Uses scipy.fftpack.fft for the Fourier transform

Fitting parameters:

• integrated intensity amplitude \(A\)
• position of the peak center \(E_0\)
• nominal relaxation time tau` \(\tau\)
• stretching exponent beta \(\beta\)

If the time unit is picoseconds, then the reciprocal energy unit is mili-eV

guess(y, x=None, **kwargs)

Guess starting values for the parameters of a model.

Parameters:

• y (ndarray) – Intensities
• x (ndarray) – energy values
• kwargs (dict) – additional optional arguments, passed to model function.

Returns:

parameters with guessed values

Return type:

Parameters

qef.models.strexpft.strexpft(x, amplitude=1.0, center=0.0, tau=10.0, beta=1.0)

Fourier transform of the symmetrized stretched exponential

\[S(E) = A \int_{-\infty}^{\infty} dt/h e^{-i2\pi(E-E_0)t/h} e^{|\frac{x}{\tau}|^\beta}\]

Normalization and maximum at \(E=E_0\):

\[\int_{-\infty}^{\infty} dE S(E) = A\]

\[max(S) = A \frac{\tau}{\beta} \Gamma(\beta^{-1})\]
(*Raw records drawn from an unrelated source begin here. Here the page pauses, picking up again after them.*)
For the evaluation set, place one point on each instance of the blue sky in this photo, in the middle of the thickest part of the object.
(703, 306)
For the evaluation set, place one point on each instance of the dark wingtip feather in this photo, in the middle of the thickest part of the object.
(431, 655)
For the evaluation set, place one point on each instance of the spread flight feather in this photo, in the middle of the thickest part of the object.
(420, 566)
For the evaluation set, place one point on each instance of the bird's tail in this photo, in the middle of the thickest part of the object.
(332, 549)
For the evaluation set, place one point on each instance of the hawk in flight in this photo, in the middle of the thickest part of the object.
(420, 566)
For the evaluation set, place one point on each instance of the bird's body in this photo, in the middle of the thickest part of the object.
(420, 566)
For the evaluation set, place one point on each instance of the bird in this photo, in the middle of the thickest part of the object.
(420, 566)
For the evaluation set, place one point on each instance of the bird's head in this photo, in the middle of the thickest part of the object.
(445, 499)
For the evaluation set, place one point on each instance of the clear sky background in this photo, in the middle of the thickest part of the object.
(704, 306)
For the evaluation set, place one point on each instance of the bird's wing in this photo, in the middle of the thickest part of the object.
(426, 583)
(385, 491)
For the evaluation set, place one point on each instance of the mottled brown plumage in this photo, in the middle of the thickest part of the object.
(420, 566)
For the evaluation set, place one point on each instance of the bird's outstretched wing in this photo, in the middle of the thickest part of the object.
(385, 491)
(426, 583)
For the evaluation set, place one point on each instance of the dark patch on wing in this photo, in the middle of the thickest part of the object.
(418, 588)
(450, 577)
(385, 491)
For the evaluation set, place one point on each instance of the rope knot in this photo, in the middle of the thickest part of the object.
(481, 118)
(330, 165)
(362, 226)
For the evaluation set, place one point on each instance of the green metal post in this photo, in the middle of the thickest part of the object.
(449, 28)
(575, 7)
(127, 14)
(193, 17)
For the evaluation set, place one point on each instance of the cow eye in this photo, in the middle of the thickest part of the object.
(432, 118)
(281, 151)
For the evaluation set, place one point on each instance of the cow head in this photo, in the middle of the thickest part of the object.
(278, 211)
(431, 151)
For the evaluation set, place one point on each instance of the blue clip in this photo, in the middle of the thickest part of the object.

Uses fft() for the Fourier transform

Parameters:

• x (ndarray) – domain of the function, energy
• amplitude (float) – Integrated intensity of the curve
• center (float) – position of the peak
• tau (float) – relaxation time.
• beta (float) – stretching exponent
• If the time units are picoseconds, then the energy units are mili-eV.

Returns:

values – function over the domain

Return type:

ndarray